Outro dado a se notar é que a revista foi publicada pela Dark Horse, uma editora independente que não é tão conhecida como a Marvel ou DC, mas que já teve alguns títulos alcançando sucesso mundial e o cinema, como Hellboy, Sin City e Os 300 de Esparta. A editora já dá uma dica de que não se trata de uma equipe de super heróis convencional, como Vingadores ou Liga da Justiça. É algo mais alternativo.

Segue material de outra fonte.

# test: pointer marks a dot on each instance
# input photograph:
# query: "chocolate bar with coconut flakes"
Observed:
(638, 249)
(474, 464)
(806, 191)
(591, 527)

Por fim, vale acrescentar que o criador da série para a Netflix foi Jeremy Slater, o mesmo responsável por dois filmes que foram um fiasco: Quarteto Fantástico (2015) e Death Note (2017). The Umbrella Academy, então, é a redenção de Jeremy Slater, porque dessa vez ele fez um ótimo trabalho.
A agência de viajantes do tempo, um enorme escritório de burocracia cósmica. |
Esteticamente, a série tem alguns elementos steampunk, como a agência de viajantes do tempo que usa máquinas de datilografar e envia recados naquelas cápsulas de tubo de vácuo. Há toda uma mistura de ficção científica e fantasia e personagens bizarros.
Temos, por exemplo, um chimpanzé falante, um cara que consegue se comunicar com os mortos, outro que tem tentáculos enormes, outro que tem um corpo de gorila e viveu na lua, a babá das crianças superdotadas é uma robô com um visual de dona de casa dos anos 50 e tem uma dupla de viajantes do tempo assassinos de aluguel que parecem os Men in Black numa versão psicopata.
A estrela do elenco é a Ellen Page, que já é uma veterana conhecida no cinema, mas a meu ver a atuação dela foi a menos carismática. O restante do elenco principal é formado na maioria por atores novatos ou pouco conhecidos, mas que fizeram um excelente trabalho. Destaco o Aidan Gallagher, um ator adolescente que interpretou o Number Five, um idoso em corpo de criança com uma inteligência, frieza e perspicácia fora do normal. Também Robert Sheehan, que interpretou o histriônico e vida louca Klaus, deu bastante carisma ao papel.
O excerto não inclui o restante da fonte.